Here is the office memo about his helmet. 
“to be clear on what the invader is (and is not). Just because this has a chin bar does not make it a DH helmet, it was never designed to be a DH helmet. It is meant to be so ventilated that you will wear this climbing for hours as well as go fast down. I did not intend to see this on the lifts at Whistler.
The chin bar is very strong, passes the DH standard and even passes the US DOT chin bar standards. This helmet does not pass the ASTM DH standard in full. I would have to close up most of the vents to make that happen. Then it would no longer be a helmet you would be willing to climb in and ride.
This is a trail helmet with face protection. Strong face protection.”


----------



## Igotsoul4u (May 11, 2019)

Nat said:


> Since you're in the helmet industry maybe you could help define it for me.

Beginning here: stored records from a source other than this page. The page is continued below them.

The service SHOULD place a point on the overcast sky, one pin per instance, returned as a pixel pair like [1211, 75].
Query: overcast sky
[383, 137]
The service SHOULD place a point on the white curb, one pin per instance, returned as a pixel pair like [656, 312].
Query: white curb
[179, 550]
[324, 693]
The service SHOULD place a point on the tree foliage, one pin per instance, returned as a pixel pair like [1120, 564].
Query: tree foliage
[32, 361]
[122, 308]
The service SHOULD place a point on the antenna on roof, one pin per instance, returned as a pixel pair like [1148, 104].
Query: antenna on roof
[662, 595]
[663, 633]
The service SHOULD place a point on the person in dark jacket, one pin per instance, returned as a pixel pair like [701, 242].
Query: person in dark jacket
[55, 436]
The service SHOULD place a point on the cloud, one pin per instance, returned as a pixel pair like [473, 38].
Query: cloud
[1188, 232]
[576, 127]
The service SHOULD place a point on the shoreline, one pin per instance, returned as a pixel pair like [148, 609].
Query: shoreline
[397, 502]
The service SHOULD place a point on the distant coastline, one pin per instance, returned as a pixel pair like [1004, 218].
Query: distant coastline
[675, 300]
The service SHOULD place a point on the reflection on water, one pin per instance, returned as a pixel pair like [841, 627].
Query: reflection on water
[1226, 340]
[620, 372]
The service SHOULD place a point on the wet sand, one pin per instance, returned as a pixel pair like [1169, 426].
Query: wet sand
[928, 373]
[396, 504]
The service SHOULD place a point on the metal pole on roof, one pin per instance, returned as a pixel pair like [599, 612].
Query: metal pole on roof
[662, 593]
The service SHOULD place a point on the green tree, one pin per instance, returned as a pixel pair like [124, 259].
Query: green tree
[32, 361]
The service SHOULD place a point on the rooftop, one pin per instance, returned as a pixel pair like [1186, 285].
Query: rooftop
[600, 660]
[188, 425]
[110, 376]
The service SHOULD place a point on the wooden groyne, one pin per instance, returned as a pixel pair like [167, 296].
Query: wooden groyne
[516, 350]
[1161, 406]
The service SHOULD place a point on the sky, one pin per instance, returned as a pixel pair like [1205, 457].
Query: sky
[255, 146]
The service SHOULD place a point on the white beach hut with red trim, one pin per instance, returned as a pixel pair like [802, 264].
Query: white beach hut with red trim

Would the D3 carbon be a better choice than the Stage for riding park? Why or why not?
> 
> Or, what would I gain from buying the D3 Carbon over the Stage when the Stage is lighter, more ventilated, and less expensive?


I was told durability. Apparently the D3 is more likely to survive a crash since it's sturdier. I was on the fence and opted for the D3. It was more comfortable overall. Hopefully it won't kill me on those hot days.


----------



## AkhenKheires (Oct 8, 2019)

For the extra protection, I'm leaning towards going for a helmet with a chin bar at this point. This Kali Invader helmet looks really interesting to me.

Will the Kali Invader be the most ventilated helmet on the market with a chin bar?


----------